The quantitative estimation of future realized volatility using historical price data, implied volatility, and statistical models — providing the "fair value" benchmark against which to measure whether options are overpriced or underpriced and to calculate the edge of any volatility trade.
Practitioner builds at least two independent vol forecasts and triangulates between them: a simple realized vol estimate (e.g., 20-day historical vol as baseline), a GARCH-family model (capturing vol persistence and clustering), and IV as an implied market forecast. The forecast is used to calculate the expected edge of the trade: "The straddle is trading at $10 implied vol; my model says $7 fair vol; my edge is approximately $3/straddle." Forecast accuracy is tracked out-of-sample against realized vol — a practitioner who cannot prove their forecast is better than a naive model should not trade on it.

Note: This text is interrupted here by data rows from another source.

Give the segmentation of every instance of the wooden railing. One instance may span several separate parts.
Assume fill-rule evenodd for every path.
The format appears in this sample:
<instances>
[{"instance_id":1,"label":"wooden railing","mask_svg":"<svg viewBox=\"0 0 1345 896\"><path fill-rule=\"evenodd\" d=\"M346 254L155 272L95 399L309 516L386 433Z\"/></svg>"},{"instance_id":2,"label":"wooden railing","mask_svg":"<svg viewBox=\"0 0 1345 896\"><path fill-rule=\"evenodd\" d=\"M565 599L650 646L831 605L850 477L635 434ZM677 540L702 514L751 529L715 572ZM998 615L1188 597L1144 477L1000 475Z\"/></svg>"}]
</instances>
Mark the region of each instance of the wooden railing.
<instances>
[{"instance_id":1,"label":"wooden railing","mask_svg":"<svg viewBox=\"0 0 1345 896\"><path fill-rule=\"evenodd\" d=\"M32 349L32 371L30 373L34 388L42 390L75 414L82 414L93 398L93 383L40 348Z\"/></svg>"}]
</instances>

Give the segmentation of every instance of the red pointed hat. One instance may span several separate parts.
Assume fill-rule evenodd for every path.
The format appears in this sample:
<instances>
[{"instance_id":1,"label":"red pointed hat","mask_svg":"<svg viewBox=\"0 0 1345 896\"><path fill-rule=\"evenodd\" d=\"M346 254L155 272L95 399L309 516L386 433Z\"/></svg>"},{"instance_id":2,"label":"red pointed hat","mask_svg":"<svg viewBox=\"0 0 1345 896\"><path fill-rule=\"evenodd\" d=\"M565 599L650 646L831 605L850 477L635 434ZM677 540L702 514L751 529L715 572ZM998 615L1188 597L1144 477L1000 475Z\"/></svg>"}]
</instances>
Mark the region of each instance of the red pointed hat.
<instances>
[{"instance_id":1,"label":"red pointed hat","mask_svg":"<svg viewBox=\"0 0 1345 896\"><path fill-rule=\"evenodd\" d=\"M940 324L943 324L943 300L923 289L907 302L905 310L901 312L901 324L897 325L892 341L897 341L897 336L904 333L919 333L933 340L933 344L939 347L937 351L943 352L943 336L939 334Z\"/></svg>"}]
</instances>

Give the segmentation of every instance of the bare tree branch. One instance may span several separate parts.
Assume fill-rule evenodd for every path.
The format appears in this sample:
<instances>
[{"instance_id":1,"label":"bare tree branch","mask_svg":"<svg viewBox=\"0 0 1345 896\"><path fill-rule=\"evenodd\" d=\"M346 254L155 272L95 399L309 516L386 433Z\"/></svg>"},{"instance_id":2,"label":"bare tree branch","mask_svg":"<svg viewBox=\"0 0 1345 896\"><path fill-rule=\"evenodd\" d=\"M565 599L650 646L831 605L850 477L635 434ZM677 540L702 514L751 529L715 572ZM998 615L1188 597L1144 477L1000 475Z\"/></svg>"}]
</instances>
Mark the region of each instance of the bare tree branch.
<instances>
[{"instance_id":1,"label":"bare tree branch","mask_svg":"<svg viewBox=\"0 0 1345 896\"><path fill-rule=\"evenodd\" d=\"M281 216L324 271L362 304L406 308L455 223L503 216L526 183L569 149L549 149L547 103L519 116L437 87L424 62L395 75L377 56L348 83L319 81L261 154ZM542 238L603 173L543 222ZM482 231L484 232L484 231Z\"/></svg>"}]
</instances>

Market participants spend the majority of research effort forecasting returns (extremely difficult — near-zero autocorrelation) while underinvesting in volatility forecasting (much more tractable — high autocorrelation). A 5-day GARCH forecast of realized vol has substantial predictive power; a 5-day return forecast is barely better than random. The practitioner who has a good vol forecast has a genuine, quantifiable edge that most market participants are not even trying to generate.
Implied volatility contains genuine forward-looking market information but is systematically biased high by the variance risk premium. A practitioner who uses IV directly as their vol forecast will consistently overestimate future realized vol. The correct procedure is to treat IV as a starting point and adjust it downward by the expected VRP for that instrument. The adjusted IV is a better vol forecast than either raw IV or pure historical vol.
GARCH-family models are excellent at forecasting diffusive volatility — the continuous, day-by-day fluctuation that characterizes normal markets. They are designed for this problem and perform well within it. But realized vol during a period containing a major discrete event (earnings miss, geopolitical shock, data release) is dominated by the jump component, which GARCH cannot forecast. Treating a GARCH estimate as a complete vol forecast for any period containing known discrete events dramatically underestimates actual realized vol.